Oxidation of Phe can occur at three different molecular regions (1,2-; 3,4- and 9,10- positions) mainly catalyzed by different cytochrome P450 isoforms. The ratios of Phe-3,4-oxidation to 1,2-oxidation were only 0.07 and 0.17 for human CYP1A1 in different studies, but 0.91 and 0.77 for human CYP1A2- and 0.56 for human CYP1B1, indicating that 3,4-oxidation is more favored in the case of CYP1A2 and CYP1B1 than with CYP1A1 [35, 36]. Activities and polymorphisms of human CYP1A2 and CYP1B1 have been confirmed in studies of caffeine and 17β-estradiol (E2) at their different positions, therefore affecting their metabolite ratios and individual risk of toxicity and disease caused by these compounds [37–42]. Cigarette smoke is a potent inducer of CYP1A2 and CYP1B1 enzyme activity in both animals and humans [36, 43–46]. The ratio [3-OHPhe+4-OHPhe] / [1-OHPhe+2-OHPhe] increased from 0.39 to 0.57 with cigarette consumption in NHANES (2011–2012) with a large sample size [32]. In the present study, the ratio of Phe-3,4-D to Phe-1,2-D significantly increased from 0.20 in non-smokers to 0.28 in smokers (p<0.05), consistent with the observation that cigarette smoke can promote 3,4-oxidation of Phe in humans via a CYP-mediated pathway.

The results of this study showed that mean urinary Phe-1,2-D was 4.01 and 5.08 times higher than Phe-3,4-D in smokers and non-smokers, respectively. Previous studies found contrasting results for their downstream products: urinary levels of Phe-(1S,2R,3S,4R)-tetraol (the tetraol enantiomer resulting mainly from the reverse diol epoxide Phe-3,4-D-1,2-E that would be formed from Phe-3,4-D, Figure 1) were 17.7 and 6.77 times higher than those of Phe-(1R,2S,3R,4S)-tetraol (the tetraol enantiomer mainly resulting from the bay-region diol epoxide Phe-1,2-D-3,4-E that would be formed from Phe-1,2-D) in smokers (N=30) and creosote workers (N=26) [17]. Incubations of human hepatocytes with Phe metabolites also demonstrated that conversion of Phe-3,4-D to tetraols was 2.45–29.5 times more than that of Phe-1,2-D [47] which can explain the predominance of Phe-(1S,2R,3S,4R)-tetraol in spite of the higher concentration of Phe-1,2-D than Phe-3,4-D.

In summary, we have developed a straightforward GC-NICI-MS/MS method for the quantitation of Phe-1,2-D and Phe-3,4-D, as their trimethylsilyl ethers, in human urine. This method has the potential to be applied in clinical and molecular epidemiology studies of PAH metabolism.
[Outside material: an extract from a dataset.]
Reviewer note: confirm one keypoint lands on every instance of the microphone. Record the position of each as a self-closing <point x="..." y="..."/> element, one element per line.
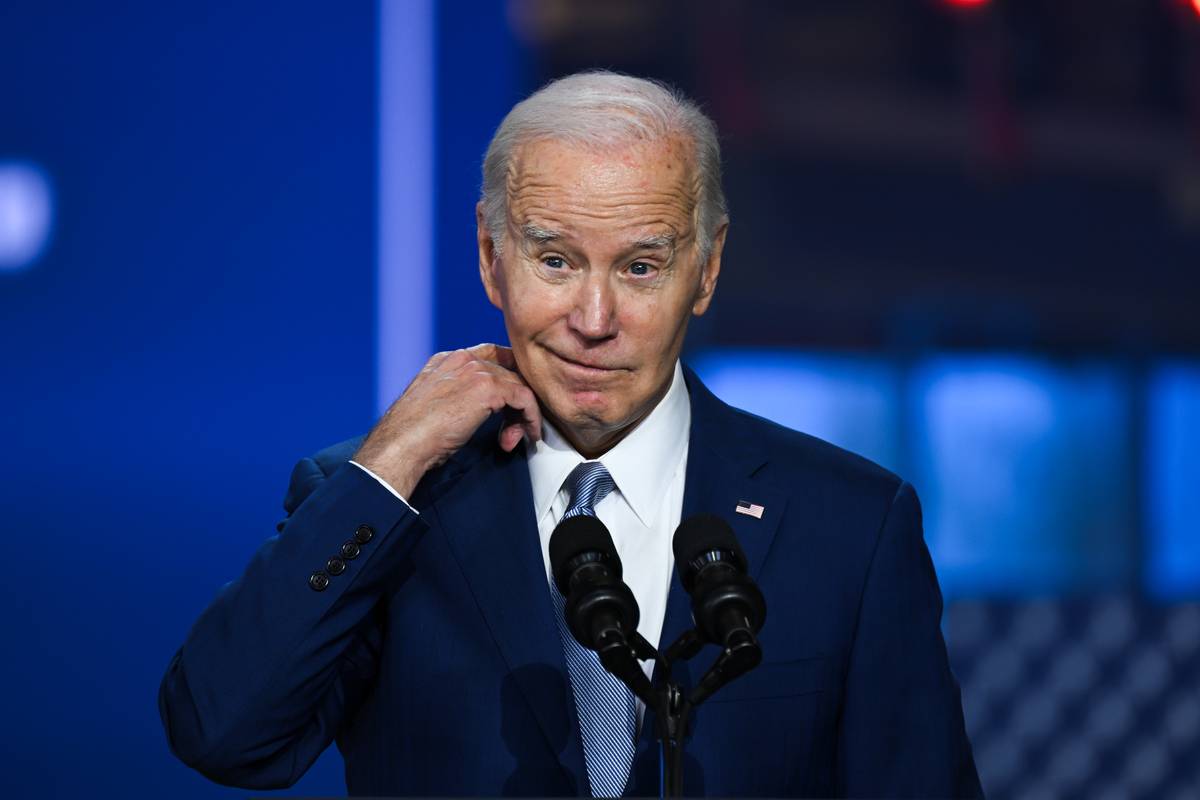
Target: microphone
<point x="726" y="603"/>
<point x="600" y="609"/>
While Phe is non-carcinogenic, these metabolites are important because they represent the first step in the diol epoxide and reverse diol epoxide metabolic activation pathways of carcinogenic PAH. The results demonstrate that urinary levels of Phe-1,2-D, the metabolite on the bay region diol epoxide pathway of Phe metabolism, are higher in smokers than non-smokers, indicating its potential use as a biomarker of both exposure to, and metabolic activation of PAH. This is the first example of facile quantitation of an intact human dihydrodiol metabolite of any PAH with three or more aromatic rings.